5.3.4. El Primado romano


La primacía romana no se funda sobre una razón de orden político, como sería la
capitalidad del Imperio, que constituía el argumento que alegaban los obispos de la
nueva Roma (Constantinopla) a favor de su preeminencia. El fundamento de la primacía
romana está en la Sagrada Escritura, en la concesión del Primado a Pedro (Mateo
16,18), del que los papas son legítimos sucesores. Por eso, los obispos de Roma tienen
en la Iglesia a través de los siglos aquella autoridad única y singular, que Cristo
concedió exclusivamente al príncipe de los apóstoles.

Desde el siglo IV, los pontífices romanos ejercieron su primacía sobre las Iglesias de
Occidente. Fueron muy numerosos los asuntos planteados ante la Sede romana y que los
papas resolvieron por medio de “epístolas decretales”. Frecuente fue, también, el envió
por el papa de delegados, presbíteros o diáconos de la Iglesia romana, para hacer llegar
eficazmente la autoridad pontificia a las diversas Iglesias.

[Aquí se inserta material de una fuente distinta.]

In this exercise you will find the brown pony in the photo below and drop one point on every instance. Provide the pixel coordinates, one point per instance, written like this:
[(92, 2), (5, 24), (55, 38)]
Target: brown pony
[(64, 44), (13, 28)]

5.3.5. Relaciones entre la Iglesia de Roma y Oriente


La acción de los pontífices romanos en el Oriente, a partir del siglo IV, revela la
firme convicción que tenían los papas de la universalidad de su Primado, que se
extendía a la totalidad del orbe cristiano. Las relaciones entre Roma y Constantinopla
registraron a finales del siglo V una primera ruptura, que no fue definitiva, pero sirvió
de anuncio de otras más graves que se producirían en el futuro: el cisma de Acacio.